The start of a new year is a time to look forward to the months ahead, but it is also an opportunity for reflection. On that note, it is useful to revisit one of the most important decisions of last year, Philipp v Barclays Bank UK PLC [2023] UKSC 25

The Facts

Mrs Philipp was a customer of Barclays Bank. Mrs Philipp and her husband were unfortunate victims of a fraud based on ‘authorised push payments’, so called because the fraudsters induce victims to send (i.e. push) money to an account, rather than taking (i.e. pulling) the money themselves from the victim’s account. The fraudsters pretended to work with the Financial Conduct Authority/National Crime Agency and convinced the claimants to transfer £700,000 to bank accounts in the United Arab Emirates. The transfers were completed successfully, the sums paid out, and the Philipps lost their money to the fraud.

Mrs Philipp claimed against Barclays Bank, arguing they owed her a duty to observe reasonable care and skill when executing her banking instructions, including refraining from executing such instructions where there were reasonable grounds to believe such instructions were an attempt to misappropriate funds.
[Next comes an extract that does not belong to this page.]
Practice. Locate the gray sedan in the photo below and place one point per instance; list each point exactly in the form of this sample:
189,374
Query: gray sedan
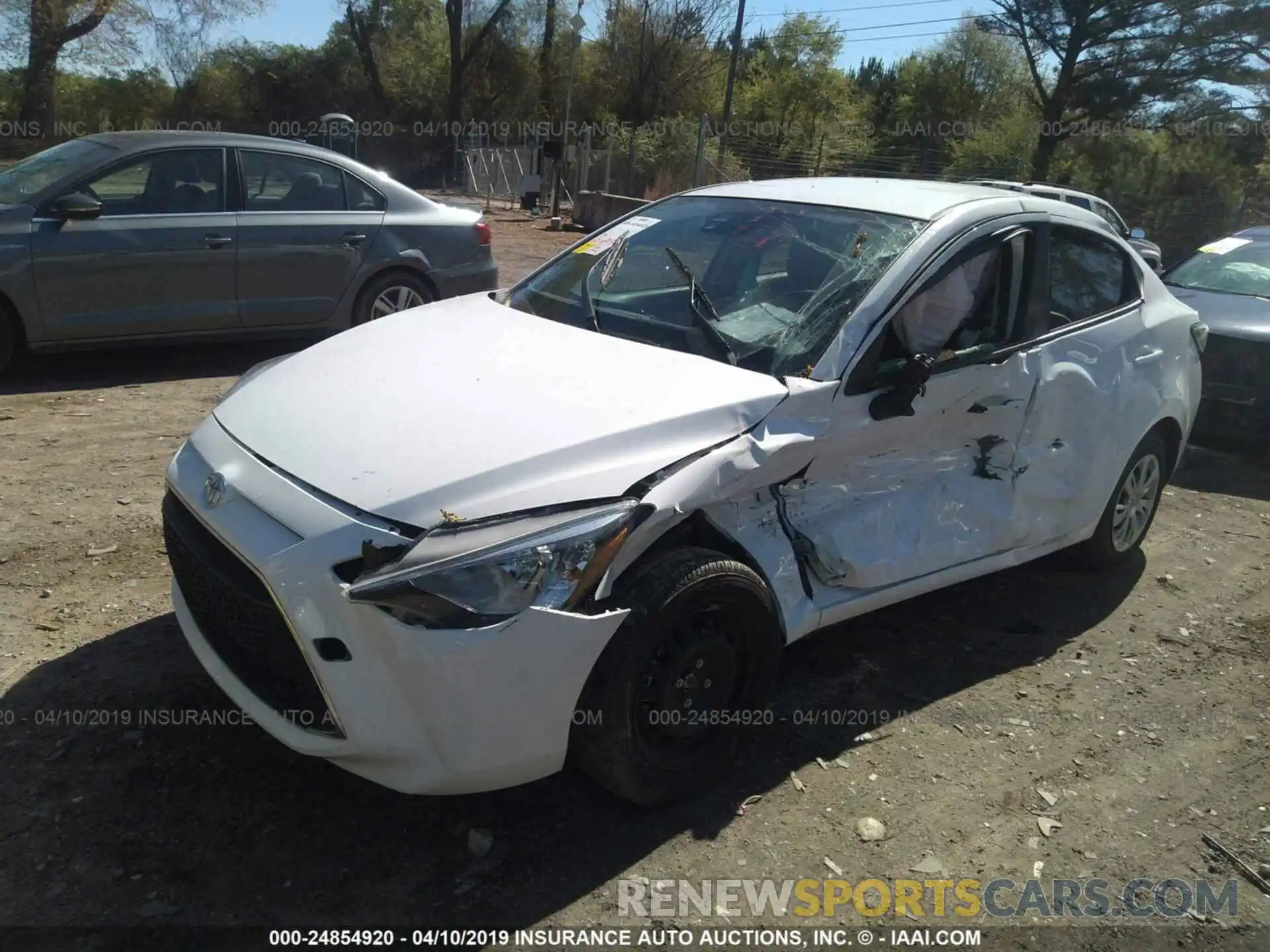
163,237
1228,284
Mrs Philipp largely relied upon the so-called ‘Quincecare duty’, as set out by Steyn J in Barclays Bank v Quincecare [1992] 4 All ER 363. Mrs Philipp argued the bank had breached the Quincecare duty by a) transferring the sums to the UAE accounts, and b) failing to take sufficient steps to recover the sums once they had been transferred.

Mrs Philipp’s claim was struck out at first instance, but this decision was reversed by the Court of Appeal. Barclays Bank appealed to the Supreme Court.


The Supreme court had to decide:

1.      Does the Quincecare duty extend to circumstances where an instruction was not given to the bank by an agent of the customer?

2.      If the answer to (1) is no, should the Quincecare duty be extended to the circumstances argued by Mrs Philipp in (a) and (b) above?

3.      Should these issues be determined summarily or by strike out?

The Decision

The Supreme Court unanimously allowed the appeal and held that the Quincecare duty did not extend to these circumstances, and nor should it.

In considering the Quincecare duty, the court noted that the duty concerned cases where the payment instruction was given to the bank by the agent of a customer. The justification for the duty rested on the rules of agency – an agent has authority to enact their principal’s instructions but does not have authority to defraud them. Thus, if a bank did make a payment which defrauded the customer, they would be enacting a transaction the customer had not authorised them to make. Apparent authority of the agent would only protect the bank if there were no reasonable grounds to believe the transaction was fraudulent. If those reasonable grounds existed, the bank was under a duty (the Quincecare duty) to refuse to execute the instructions. Separately, following these instructions in these circumstances would also mean the bank acted without authority – whether actual or apparent – when taking money from the customer’s account. Therefore, in answer to issue (1), the Quincecare duty did not apply to Mrs Philipp’s situation because the validity of her instruction was not in doubt and there were no reasonable grounds to believe the instruction was fraudulent.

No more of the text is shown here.